Sen dişini fırçala yine at üzerine sakızı,midenden gelen kokuyu alır,bu kabulüm.Öpüşme durumu olur neme gerek.Sen yine çiğne sakızını,ceset gibi kokmasın ağzın.Ama balım,ama paşam dişlerini de fırçala.Neye vermiyorsun ki 3 dakikanı.Ki öğlen hemen hemen kimse diş fırçalamaz,dolayısıyla günde 3 değil 2 defa fırçalaman kafi.2 x 3= 6. Bak ben üşenmedim hesabını bile yaptım koydum önüne ve emin ol 3 dakikadan çok daha fazlasını verip seni düşündüm saatlerce,sonra da bu yazıyı kaleme aldım.Zira seni anlamadığımı,anlayamadığımı,bu eylemine bir neden bir gerekçe bulamadığımı farkettim.Hazır böyle de bir blog açmışız,oradakilere sorayım.Belki okurlardan biri de senin kafadandır,cevaplar merakımı giderir dedim.

Hem sen korkmaz mısın dişçi zımbırtılarından benim gibi?Çekinmez misin o meretin çürüyünce verdiği acıdan kederden?Özenmez misin o reklamlardaki inci dişli abilere ablalara?6 dakika be paşam,abanma bu kadar sakıza.Ağız kokusunu önemseyen ama ağzın ta kendisini önemsemeyen insan!Mantıklı bi açıklaman vardır umarım bana..

Tek cümleyle özetlemek gerekirse: Tüm gün boyu dişini fırçalamaktan umumiyetle kaçınan velhasıl mukadderat dışarı çıkarken ağzına bir sakız alıp tüm temizlik vazifesini yerine getirdiğini sanan canım kardeşim,ben seni anlamayı çok istiyorum yeah!!

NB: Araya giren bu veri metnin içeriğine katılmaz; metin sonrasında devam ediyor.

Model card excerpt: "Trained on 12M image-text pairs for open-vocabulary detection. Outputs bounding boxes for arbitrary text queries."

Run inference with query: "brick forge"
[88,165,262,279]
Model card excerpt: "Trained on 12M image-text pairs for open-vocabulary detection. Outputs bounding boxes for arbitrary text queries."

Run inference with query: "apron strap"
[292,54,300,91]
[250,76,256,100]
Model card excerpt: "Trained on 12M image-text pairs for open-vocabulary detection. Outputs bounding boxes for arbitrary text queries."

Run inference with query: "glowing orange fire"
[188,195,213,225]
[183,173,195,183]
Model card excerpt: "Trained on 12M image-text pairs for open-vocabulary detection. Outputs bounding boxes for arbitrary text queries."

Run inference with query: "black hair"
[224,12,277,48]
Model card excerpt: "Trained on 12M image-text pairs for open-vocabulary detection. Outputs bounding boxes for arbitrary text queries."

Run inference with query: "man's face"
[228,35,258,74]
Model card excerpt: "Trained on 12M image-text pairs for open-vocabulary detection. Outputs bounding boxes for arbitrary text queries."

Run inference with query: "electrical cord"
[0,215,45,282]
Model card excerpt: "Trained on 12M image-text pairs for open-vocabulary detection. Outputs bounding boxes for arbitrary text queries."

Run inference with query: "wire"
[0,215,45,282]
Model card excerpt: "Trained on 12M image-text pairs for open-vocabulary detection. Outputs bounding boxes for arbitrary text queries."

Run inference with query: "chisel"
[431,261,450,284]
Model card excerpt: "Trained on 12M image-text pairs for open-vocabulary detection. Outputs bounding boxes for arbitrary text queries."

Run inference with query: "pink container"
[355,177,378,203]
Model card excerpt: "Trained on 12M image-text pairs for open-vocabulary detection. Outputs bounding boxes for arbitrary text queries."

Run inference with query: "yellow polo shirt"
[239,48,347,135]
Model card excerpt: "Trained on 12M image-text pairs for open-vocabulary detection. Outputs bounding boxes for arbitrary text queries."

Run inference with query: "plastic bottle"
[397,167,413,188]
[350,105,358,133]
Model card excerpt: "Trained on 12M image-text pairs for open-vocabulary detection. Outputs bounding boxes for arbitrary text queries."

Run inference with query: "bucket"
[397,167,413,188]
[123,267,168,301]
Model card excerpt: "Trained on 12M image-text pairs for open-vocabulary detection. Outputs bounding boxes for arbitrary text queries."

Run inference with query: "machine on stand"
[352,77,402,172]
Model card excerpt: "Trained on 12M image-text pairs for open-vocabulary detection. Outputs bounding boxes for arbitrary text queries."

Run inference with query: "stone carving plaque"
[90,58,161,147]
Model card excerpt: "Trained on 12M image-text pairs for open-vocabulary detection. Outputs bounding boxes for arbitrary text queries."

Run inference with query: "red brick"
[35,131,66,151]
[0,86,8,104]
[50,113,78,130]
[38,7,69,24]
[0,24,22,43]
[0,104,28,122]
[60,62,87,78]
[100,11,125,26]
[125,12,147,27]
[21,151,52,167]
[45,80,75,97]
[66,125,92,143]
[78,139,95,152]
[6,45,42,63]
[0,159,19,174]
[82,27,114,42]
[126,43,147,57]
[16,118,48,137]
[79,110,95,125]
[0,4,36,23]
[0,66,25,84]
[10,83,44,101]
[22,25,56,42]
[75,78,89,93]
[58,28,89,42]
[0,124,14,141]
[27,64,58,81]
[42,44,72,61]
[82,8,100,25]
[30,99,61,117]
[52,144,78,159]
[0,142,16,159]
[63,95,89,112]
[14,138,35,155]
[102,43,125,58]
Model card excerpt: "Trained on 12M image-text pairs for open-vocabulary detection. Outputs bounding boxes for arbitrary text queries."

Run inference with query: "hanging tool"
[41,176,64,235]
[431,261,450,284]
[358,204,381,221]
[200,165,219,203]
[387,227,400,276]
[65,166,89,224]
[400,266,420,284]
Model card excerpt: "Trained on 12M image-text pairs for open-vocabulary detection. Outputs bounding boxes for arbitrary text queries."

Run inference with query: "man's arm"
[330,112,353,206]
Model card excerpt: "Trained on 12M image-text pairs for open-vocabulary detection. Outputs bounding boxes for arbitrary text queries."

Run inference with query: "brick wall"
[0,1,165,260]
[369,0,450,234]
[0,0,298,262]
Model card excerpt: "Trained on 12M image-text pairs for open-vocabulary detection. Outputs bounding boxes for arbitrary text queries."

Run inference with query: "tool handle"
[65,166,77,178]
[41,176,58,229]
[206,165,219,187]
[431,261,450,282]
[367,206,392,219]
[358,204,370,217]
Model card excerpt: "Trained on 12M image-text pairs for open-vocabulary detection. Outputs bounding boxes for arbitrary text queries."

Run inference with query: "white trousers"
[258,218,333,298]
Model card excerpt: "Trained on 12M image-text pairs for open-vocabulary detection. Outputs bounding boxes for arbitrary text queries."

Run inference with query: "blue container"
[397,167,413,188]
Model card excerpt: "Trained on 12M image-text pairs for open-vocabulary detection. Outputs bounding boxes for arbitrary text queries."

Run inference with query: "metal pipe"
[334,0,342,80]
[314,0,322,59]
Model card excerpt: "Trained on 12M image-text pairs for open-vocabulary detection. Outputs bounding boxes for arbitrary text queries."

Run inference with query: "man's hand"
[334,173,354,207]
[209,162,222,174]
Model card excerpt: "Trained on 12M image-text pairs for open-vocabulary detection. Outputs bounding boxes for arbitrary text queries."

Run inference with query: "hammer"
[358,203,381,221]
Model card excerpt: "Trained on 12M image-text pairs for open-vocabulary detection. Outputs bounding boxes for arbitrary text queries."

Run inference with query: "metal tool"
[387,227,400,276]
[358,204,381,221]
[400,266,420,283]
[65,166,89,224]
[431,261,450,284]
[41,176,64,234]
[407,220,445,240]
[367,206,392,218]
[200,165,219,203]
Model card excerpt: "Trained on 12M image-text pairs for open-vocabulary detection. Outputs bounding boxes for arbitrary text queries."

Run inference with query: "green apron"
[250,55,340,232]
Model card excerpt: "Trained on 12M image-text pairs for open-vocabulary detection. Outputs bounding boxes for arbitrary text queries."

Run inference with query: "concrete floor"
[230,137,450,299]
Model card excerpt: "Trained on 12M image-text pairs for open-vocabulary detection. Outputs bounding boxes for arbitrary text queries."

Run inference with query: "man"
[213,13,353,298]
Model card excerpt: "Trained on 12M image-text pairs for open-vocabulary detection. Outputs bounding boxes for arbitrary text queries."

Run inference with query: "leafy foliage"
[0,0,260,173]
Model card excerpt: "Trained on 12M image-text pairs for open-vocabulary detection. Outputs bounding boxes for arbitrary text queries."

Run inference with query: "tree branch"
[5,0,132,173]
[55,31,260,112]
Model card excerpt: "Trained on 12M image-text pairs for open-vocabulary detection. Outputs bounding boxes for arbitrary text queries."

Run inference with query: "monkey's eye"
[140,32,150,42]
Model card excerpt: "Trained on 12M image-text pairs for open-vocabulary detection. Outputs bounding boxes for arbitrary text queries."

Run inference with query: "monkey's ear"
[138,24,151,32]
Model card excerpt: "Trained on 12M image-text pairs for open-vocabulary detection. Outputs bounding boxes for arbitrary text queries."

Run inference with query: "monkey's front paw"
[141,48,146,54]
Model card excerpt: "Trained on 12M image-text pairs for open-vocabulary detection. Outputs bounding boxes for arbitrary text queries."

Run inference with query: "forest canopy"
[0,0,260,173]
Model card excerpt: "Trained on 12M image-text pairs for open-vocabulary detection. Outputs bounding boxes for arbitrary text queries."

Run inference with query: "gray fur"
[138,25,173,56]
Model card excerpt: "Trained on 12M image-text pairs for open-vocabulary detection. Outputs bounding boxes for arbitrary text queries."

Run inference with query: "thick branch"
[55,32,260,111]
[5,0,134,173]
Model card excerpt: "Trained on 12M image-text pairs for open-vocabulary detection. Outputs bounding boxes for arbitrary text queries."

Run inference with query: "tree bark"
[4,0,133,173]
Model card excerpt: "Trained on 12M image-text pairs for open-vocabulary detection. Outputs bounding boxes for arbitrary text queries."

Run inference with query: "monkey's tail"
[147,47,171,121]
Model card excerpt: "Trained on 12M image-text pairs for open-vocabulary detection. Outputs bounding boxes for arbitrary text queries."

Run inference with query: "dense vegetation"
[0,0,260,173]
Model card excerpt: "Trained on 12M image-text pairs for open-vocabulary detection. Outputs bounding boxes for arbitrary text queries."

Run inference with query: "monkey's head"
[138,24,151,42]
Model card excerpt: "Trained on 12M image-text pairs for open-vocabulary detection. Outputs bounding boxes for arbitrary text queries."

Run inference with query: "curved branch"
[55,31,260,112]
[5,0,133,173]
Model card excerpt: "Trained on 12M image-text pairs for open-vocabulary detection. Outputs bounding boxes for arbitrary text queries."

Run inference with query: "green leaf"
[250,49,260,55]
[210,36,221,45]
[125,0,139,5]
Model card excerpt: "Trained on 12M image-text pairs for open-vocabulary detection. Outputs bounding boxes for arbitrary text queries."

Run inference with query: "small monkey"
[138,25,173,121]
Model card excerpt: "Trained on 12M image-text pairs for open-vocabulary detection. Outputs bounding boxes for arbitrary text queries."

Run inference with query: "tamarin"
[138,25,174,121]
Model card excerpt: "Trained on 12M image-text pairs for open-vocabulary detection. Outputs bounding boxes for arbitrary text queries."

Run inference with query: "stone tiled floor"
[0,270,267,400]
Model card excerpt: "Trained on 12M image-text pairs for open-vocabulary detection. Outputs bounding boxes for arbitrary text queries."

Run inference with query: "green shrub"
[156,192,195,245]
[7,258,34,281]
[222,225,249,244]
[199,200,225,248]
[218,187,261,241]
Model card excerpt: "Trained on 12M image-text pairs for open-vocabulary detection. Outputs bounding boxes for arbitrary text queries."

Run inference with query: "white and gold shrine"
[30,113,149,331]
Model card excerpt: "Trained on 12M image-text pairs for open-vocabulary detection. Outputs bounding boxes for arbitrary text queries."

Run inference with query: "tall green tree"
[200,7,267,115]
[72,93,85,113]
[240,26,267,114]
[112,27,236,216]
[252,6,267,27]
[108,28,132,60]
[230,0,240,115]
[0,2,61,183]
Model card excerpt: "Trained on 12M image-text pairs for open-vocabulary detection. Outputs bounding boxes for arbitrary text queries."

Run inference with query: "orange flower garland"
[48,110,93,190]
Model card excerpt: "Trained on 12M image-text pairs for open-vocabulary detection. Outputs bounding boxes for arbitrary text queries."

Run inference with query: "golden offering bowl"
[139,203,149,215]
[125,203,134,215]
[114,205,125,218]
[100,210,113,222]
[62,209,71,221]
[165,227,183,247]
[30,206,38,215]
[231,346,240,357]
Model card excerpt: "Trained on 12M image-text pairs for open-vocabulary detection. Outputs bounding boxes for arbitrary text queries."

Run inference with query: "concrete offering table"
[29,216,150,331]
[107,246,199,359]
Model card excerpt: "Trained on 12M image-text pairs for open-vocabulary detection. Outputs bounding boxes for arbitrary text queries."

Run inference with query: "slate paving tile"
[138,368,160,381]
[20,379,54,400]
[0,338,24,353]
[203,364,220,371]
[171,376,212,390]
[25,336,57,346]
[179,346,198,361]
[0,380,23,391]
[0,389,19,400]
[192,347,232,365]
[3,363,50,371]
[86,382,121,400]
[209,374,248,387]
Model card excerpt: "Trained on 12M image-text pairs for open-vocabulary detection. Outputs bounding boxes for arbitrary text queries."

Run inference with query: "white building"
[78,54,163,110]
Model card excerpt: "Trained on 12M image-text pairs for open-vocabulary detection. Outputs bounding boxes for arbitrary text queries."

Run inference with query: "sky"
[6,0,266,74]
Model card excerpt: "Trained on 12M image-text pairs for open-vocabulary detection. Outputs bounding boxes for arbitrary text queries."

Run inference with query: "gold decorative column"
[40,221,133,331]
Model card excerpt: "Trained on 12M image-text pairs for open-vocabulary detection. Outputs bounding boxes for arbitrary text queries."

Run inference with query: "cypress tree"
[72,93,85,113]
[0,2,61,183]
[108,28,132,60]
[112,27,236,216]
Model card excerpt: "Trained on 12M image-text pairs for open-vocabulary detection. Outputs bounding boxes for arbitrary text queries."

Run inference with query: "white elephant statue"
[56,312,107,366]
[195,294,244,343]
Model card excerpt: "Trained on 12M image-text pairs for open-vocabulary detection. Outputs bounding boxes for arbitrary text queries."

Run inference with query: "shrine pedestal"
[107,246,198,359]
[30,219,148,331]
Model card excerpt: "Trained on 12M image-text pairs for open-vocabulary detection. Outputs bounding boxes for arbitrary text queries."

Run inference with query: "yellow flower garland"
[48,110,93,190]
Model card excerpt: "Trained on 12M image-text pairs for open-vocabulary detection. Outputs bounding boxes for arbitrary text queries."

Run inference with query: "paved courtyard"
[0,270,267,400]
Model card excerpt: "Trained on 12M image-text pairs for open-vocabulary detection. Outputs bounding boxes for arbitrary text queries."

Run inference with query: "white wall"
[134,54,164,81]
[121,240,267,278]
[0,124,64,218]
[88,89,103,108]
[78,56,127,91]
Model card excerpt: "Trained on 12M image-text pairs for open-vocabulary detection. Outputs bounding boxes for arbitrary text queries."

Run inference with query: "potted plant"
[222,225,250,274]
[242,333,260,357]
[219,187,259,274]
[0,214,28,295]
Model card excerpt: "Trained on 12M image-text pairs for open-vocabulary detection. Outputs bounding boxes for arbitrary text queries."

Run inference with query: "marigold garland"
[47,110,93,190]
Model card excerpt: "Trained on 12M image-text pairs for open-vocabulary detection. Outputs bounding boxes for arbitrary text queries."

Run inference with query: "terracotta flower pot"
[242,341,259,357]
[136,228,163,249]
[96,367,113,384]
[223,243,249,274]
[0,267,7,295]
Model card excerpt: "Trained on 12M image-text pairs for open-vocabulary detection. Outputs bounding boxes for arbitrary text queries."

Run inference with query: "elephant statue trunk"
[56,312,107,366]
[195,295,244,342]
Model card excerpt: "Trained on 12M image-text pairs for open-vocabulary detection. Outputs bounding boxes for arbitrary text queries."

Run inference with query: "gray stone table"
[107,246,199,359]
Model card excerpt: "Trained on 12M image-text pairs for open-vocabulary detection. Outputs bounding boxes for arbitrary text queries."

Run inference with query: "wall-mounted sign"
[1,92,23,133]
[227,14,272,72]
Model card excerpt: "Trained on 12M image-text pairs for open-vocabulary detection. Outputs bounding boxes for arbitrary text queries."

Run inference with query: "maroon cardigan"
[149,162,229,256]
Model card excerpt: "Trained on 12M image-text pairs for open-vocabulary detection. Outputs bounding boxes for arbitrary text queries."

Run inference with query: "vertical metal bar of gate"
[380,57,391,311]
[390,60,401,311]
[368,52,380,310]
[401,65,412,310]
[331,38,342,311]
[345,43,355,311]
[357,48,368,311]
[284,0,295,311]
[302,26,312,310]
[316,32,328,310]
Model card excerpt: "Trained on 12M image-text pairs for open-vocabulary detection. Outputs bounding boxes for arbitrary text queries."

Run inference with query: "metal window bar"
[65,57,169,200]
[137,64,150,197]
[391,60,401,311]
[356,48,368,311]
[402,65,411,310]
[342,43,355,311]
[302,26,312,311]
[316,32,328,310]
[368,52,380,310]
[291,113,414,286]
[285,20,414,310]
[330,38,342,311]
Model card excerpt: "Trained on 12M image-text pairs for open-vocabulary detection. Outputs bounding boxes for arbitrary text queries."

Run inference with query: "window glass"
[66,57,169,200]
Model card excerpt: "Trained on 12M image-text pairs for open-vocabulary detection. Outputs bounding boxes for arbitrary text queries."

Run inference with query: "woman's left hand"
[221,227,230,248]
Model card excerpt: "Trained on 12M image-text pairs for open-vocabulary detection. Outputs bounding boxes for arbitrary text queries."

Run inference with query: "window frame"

(Edit:   -Biz biz idik , 32 kız idik, ezildik büzüldük ,iki duvara dizildik.diş!nedir?

            +Diş

             -Eferim 

şaşkın damat filmine selam olsun)

6.09.2009

uzun uzun yazamasamda şu an...

ben kız babalarını anlamayı çok istiyorum. psikolojik olarak çözümlemesini yapan yapabilen gören duyan varsa lütfen bildiklerini benden sakınmasın.
öpüyorum.

3.09.2009

Kuzu kurdun, yol fordun!


Toplu taşıma araçlarında ayakta kalan genellikle orta yaş üstü teyzeler sizi anlamayı gerçekten çok istiyorum. Size söylemek istediğim hatta çemkirmek isteyipte içime attığım birkaç şey var.

1.si acaba diyorum arkanda ben değilde t.şakklı yağız bir anadolu delikanlısı olsaydı da bu kadar rahat dayanırmıydın onada arkadan. Ama yok yani dayanmayacağın gibi birde delikanlıya etmediğin lafı bırakmazdın değil mi? Peki arkandaki gencecik kızlara hiç mi acımazsın?
2.si tamam arkamda bir hatun var oh götü sağlama aldım diye mi düşünürsün?
3.sü bi sor bakalım kızcağız senin sıcaklığını hissetmek istiyor mu? 
Yani tamam hani eylemsizlik prensibi diye birşey öğrenmiştim bir zamanlar. Şoförün gaz ve fren pedallarıyla olan münasebetinden etkileniyorsun ister istemez. O andaki 'anlık' temaslarını anlıyorum. Ama sen arkandakini yastık sanıyorsun be teyzecim. Yol boyunca veriyosun götünü bana, sonra ooooh. Yol boyu yumuşak yumuşak gidiyorsun. Oldu canım! 

Tamam bende kabul ediyorum gayet sıkı ve çekici bir popom var ama ben onu sen gelipte otobüste bana yaslanasın diye bugünlere getirmedim. Ama gerçekten bu durumdaki ruh halini merak ediyor ve seni anlamayı yürekten istiyorum.

Ama sana şu kadarını söyleyeyim gencecik kızların hayalleriyle oynuyorsunuz olm. Sonra o travmaları atlatamıyor garibanlar. Yani kız nasıl anlatsın derdini sonra bir teyze dayandı arkadan diye olacak şey mi.